The conference was sponsored by the Japan Renewable Energy Foundation (JREF) and other international partner organizations. The basic mission of JREF is to create a sustainable energy society based on renewable energy through policy and social innovation. JREF has recently established an “innovation network” of distinguished members from Japan and over 20 other countries to share innovative ideas about a transition to renewable energy in Japan.
In the conference opening, the Vice Minister of Environment of Japan, Mr. Katsuhiko Yokomitsu, told the audience that, “the safety myth of nuclear power has collapsed.” Mr. Masayoshi Son, founder and chairperson of JREF, told the audience that before the March 11 tragedy, he used to believe that nuclear power was safe, stable, and inexpensive, but now he understands that belief was wrong.

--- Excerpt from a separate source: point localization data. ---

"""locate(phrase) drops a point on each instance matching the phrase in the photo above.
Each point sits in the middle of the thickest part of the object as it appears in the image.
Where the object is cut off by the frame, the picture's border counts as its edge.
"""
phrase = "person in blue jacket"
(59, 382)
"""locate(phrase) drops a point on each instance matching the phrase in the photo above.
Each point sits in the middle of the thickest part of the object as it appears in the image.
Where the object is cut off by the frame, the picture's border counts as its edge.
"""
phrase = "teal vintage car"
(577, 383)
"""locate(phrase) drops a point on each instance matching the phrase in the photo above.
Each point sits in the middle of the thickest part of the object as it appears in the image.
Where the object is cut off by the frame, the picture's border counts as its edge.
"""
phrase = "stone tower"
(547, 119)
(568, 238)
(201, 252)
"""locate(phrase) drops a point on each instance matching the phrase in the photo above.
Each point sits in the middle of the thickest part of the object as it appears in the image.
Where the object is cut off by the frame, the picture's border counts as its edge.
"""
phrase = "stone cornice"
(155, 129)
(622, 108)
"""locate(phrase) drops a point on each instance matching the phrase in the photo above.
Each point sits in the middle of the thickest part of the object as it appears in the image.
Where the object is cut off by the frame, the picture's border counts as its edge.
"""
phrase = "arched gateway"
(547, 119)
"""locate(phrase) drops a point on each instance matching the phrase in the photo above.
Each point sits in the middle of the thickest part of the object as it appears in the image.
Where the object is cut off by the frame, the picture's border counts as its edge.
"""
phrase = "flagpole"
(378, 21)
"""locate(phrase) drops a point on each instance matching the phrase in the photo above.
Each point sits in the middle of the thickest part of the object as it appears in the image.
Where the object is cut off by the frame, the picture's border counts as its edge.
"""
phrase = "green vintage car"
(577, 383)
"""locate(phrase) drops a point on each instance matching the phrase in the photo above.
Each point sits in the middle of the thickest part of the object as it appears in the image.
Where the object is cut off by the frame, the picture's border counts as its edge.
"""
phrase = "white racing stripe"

Members of the JREF innovation network encourage the Japanese people to continue and accelerate the path to completely phase out nuclear power and embrace a new energy system entirely from renewable energy. The members learned from Japanese experts of the many barriers to such a path. These barriers mostly concern the poor state of energy policy-making in Japan and the monopoly structure of the energy system, which together with rigid centralized decision-making prevent the changes and innovations that have already taken place in most OECD countries over the past 30 years.

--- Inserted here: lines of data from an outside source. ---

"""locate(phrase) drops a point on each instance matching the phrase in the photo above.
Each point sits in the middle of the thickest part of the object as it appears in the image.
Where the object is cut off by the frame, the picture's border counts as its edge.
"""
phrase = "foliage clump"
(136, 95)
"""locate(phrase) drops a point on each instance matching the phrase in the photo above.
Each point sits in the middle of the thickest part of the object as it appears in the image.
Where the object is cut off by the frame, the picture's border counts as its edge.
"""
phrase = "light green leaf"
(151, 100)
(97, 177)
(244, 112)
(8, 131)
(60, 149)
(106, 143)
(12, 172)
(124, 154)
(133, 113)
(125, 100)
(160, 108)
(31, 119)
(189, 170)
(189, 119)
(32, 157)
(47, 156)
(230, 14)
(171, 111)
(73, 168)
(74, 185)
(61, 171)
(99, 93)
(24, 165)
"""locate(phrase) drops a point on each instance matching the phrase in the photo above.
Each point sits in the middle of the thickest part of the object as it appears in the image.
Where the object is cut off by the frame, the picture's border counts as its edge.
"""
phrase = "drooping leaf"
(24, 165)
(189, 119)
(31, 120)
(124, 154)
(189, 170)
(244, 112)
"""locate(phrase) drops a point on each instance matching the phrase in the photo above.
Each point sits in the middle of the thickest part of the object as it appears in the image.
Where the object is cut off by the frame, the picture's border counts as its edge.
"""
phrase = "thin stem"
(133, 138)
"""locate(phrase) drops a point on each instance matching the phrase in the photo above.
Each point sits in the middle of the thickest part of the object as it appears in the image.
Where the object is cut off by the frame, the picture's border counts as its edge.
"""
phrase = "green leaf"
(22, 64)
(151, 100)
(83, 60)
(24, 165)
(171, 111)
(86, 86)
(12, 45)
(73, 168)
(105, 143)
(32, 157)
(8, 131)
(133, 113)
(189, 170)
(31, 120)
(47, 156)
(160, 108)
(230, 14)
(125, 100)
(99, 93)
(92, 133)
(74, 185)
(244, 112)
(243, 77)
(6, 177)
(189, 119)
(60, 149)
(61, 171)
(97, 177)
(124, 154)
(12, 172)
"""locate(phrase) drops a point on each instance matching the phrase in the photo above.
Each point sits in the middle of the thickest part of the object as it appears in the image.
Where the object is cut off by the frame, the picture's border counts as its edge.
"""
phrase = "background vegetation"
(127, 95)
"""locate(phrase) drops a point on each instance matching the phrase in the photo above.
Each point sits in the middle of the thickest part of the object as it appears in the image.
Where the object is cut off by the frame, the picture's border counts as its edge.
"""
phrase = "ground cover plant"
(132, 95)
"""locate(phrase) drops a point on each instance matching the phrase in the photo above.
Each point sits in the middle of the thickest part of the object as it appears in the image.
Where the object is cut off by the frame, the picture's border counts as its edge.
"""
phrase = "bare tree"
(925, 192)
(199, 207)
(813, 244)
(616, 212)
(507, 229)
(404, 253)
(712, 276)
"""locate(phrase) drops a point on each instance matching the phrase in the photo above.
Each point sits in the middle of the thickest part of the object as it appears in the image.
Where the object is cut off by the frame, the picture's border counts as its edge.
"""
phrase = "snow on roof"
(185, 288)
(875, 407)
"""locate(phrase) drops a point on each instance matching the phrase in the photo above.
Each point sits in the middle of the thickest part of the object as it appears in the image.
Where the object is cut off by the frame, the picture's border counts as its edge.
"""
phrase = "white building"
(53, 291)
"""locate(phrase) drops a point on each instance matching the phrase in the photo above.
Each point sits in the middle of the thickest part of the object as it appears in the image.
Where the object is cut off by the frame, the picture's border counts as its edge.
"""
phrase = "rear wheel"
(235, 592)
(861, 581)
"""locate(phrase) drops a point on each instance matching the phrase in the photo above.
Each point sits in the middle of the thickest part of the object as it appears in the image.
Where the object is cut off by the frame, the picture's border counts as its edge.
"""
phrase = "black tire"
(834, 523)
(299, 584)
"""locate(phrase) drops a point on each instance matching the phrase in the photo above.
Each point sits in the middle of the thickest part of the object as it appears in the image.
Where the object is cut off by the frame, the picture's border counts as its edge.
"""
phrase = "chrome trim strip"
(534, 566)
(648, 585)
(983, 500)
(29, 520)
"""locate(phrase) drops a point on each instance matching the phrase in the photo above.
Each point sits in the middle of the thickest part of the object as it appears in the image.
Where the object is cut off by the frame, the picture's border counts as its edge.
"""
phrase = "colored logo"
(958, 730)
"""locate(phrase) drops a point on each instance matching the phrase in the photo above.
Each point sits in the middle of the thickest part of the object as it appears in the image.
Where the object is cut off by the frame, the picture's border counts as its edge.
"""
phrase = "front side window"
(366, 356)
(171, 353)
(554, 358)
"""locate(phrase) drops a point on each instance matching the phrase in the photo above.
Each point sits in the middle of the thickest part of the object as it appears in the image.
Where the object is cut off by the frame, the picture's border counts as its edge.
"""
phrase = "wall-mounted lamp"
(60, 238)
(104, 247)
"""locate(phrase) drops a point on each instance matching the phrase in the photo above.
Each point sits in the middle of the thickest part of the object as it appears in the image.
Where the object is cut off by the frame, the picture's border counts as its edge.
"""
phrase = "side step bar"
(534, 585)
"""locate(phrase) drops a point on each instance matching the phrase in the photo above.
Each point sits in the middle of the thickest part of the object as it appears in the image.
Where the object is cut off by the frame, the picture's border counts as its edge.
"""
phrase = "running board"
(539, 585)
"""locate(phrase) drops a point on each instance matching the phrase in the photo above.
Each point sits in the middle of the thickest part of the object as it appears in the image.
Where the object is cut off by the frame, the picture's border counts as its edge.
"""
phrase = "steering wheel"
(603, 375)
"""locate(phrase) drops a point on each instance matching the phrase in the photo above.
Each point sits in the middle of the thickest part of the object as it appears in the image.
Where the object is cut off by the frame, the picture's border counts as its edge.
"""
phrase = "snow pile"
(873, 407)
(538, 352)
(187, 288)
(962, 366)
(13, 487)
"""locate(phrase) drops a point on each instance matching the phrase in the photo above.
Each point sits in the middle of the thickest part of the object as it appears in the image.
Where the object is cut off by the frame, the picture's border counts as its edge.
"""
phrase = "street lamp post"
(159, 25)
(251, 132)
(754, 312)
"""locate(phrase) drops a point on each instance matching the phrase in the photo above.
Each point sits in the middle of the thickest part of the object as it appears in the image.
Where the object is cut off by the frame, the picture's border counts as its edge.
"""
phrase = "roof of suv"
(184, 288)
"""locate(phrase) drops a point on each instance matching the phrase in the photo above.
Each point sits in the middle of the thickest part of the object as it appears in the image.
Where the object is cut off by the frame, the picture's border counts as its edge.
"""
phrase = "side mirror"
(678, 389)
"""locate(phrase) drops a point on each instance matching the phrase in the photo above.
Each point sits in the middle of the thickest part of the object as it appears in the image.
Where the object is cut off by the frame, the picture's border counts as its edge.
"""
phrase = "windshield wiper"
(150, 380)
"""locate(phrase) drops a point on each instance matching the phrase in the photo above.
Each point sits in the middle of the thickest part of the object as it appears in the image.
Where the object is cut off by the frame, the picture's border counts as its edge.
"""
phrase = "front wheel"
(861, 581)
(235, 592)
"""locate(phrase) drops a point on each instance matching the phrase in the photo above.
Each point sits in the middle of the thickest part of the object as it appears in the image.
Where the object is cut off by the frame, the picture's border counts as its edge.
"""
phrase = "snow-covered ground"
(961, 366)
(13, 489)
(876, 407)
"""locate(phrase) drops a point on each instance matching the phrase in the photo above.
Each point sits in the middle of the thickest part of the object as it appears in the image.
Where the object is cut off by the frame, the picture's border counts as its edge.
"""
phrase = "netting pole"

Members note that Japan was once a leader in renewable energy, but has lost that leadership to many countries as diverse as China, Germany, and Iceland. Members call for Japan to regain that leadership, which they believe is completely possible. Japan has a strong history of innovation and can become a leader in efficiently integrating renewable energy. Many renewable energy solutions can be implemented very quickly, even in a matter of months, and could make large contributions to a nuclear phase-out. But these solutions require restructuring of energy system governance and the electric power market – including “unbundling” of the utility system and competitive markets to lower costs. “A paradigm change is clearly necessary,” noted Tomas Käberger, chairman of the JREF executive board.

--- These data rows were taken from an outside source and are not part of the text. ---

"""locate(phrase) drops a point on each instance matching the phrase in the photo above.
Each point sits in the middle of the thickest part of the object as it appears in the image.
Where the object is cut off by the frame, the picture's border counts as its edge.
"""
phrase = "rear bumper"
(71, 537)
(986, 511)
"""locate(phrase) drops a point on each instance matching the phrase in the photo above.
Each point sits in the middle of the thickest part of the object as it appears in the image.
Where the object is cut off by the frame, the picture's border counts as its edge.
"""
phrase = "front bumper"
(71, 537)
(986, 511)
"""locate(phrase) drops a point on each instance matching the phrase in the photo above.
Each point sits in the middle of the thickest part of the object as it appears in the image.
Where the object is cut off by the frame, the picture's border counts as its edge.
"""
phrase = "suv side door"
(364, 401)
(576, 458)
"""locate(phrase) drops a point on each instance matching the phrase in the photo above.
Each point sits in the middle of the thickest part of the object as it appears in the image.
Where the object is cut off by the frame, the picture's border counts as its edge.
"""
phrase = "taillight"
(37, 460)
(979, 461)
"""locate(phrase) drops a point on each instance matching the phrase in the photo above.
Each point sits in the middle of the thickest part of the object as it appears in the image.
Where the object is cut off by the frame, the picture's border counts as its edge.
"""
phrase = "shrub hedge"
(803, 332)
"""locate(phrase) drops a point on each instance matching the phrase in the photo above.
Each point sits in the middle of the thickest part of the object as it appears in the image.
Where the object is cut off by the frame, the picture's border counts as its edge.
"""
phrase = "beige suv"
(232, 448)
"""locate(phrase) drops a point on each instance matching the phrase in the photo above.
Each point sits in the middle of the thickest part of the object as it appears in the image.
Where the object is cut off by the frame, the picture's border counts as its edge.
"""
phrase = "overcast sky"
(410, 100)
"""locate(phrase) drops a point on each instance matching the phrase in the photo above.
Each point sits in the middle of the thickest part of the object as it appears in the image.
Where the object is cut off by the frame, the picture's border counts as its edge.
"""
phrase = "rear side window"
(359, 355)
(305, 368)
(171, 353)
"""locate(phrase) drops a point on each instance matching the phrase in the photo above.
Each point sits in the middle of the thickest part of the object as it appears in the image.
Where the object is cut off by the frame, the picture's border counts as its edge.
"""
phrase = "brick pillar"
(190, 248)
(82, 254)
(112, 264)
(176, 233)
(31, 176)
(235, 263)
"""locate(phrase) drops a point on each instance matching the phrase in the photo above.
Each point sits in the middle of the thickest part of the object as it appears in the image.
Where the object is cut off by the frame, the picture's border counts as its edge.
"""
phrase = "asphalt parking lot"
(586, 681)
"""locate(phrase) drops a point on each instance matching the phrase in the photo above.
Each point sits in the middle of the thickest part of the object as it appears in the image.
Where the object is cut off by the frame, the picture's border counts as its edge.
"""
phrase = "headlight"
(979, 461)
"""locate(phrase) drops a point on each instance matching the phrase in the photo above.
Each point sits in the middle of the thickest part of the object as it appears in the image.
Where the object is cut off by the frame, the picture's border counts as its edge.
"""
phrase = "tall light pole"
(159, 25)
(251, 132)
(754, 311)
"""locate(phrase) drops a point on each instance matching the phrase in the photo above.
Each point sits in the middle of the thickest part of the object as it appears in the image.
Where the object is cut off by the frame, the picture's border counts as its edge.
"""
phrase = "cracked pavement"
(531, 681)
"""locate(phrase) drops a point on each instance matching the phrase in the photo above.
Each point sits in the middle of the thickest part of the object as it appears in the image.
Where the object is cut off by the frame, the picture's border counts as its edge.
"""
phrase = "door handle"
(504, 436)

Members believe that stronger renewable energy targets for Japan are essential. The current provisional target of 10% share of energy by 2020 is not enough, and compares with Europe’s target of 20% in the same time frame. Members acknowledge that some unique conditions do exist in Japan, including higher costs of wind and solar power compared with other countries. But such conditions arise partly from complicated regulation and uncompetitive markets that need overhaul.
Finally, members note the importance of community-power solutions at local levels, and that many cities and communities across Japan are already taking actions towards more decentralized and locally owned energy.